Citizens Broadband Radio Service (CBRS) is a promising communication technology that utilizes shared spectrum. Several companies, including Google, and U.S. carriers are exploring the cost-saving potential, with the Pixel 3 possibly getting CBRS support in the future.
Yesterday, the FCC (via XDA) disclosed a November request by Google to enable LTE Band 48 on the Pixel 3 (G013A) through a future software update. The 3.5GHz CBRS spectrum in the US requires Band 48 support, with Verizon announcing back in April that it was targeting CBRS-compatible devices and service by the end of 2018.
By using LTE Advanced technology and carrier aggregation, Verizon will be able to use this shared spectrum to add capacity to its network. Verizon customers will benefit from more capacity, higher peak speeds and faster throughput when accessing the network.

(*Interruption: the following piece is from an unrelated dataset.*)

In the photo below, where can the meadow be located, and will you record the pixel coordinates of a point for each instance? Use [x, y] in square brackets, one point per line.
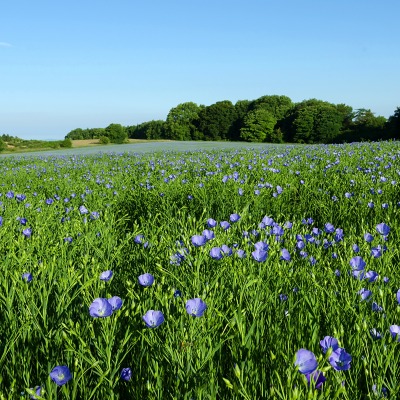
[228, 272]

At the moment, the Pixel 3’s Google Store spec page does not list Band 48, nor have the monthly security patches from Verizon noted any new band support.

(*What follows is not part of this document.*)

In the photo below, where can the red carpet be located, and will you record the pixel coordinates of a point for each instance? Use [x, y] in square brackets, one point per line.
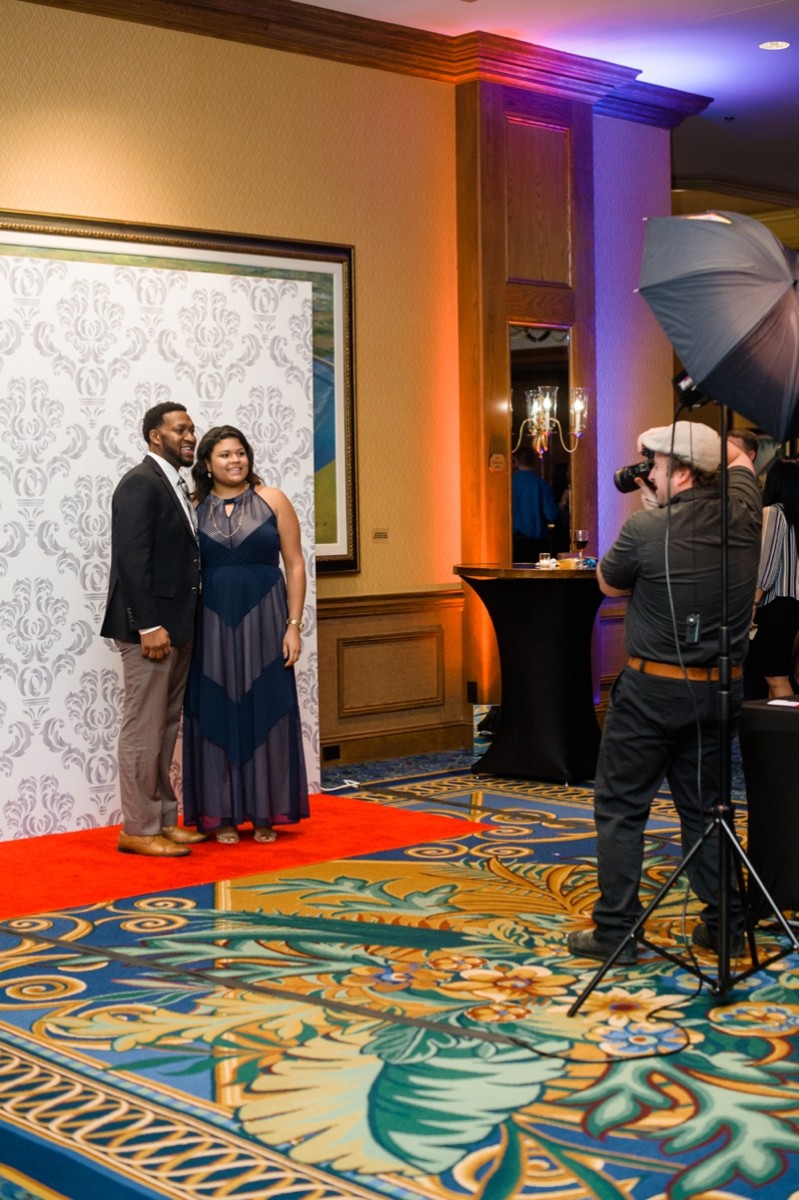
[68, 869]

The change filed under this application is to enable LTE Band 48 operation through software. There is no hardware change. Software security remains unchanged from the original application.
Additional RF, SAR, and HAC test reports/evaluation in B48 are included in the filing. The highest SAR values and HAC ratings remain the same as listed on the original grant.
The central conceit behind Citizens Broadband Radio Service is shared spectrum. Sharing occurs between multiple parties with the 3.5GHz band split into three tiers. Priority is given to the military for Navy radar and other carrier-aircraft communication.
A second tier is open to bidding from companies, but when not in full use can be made available to others. The third tier is dedicated to open and shared usage. Meanwhile, instead of acquiring spectrum licenses, carriers can instead share airwaves, which could help speed up 5G deployment moving forward.
Google’s role in CBRS is as a Spectrum Access System (SAS) provider that manages priority and usage on the network. For example, if a Navy vessel is near (along the coastal United States), consumers will be switched to other channels to not disrupt military usage.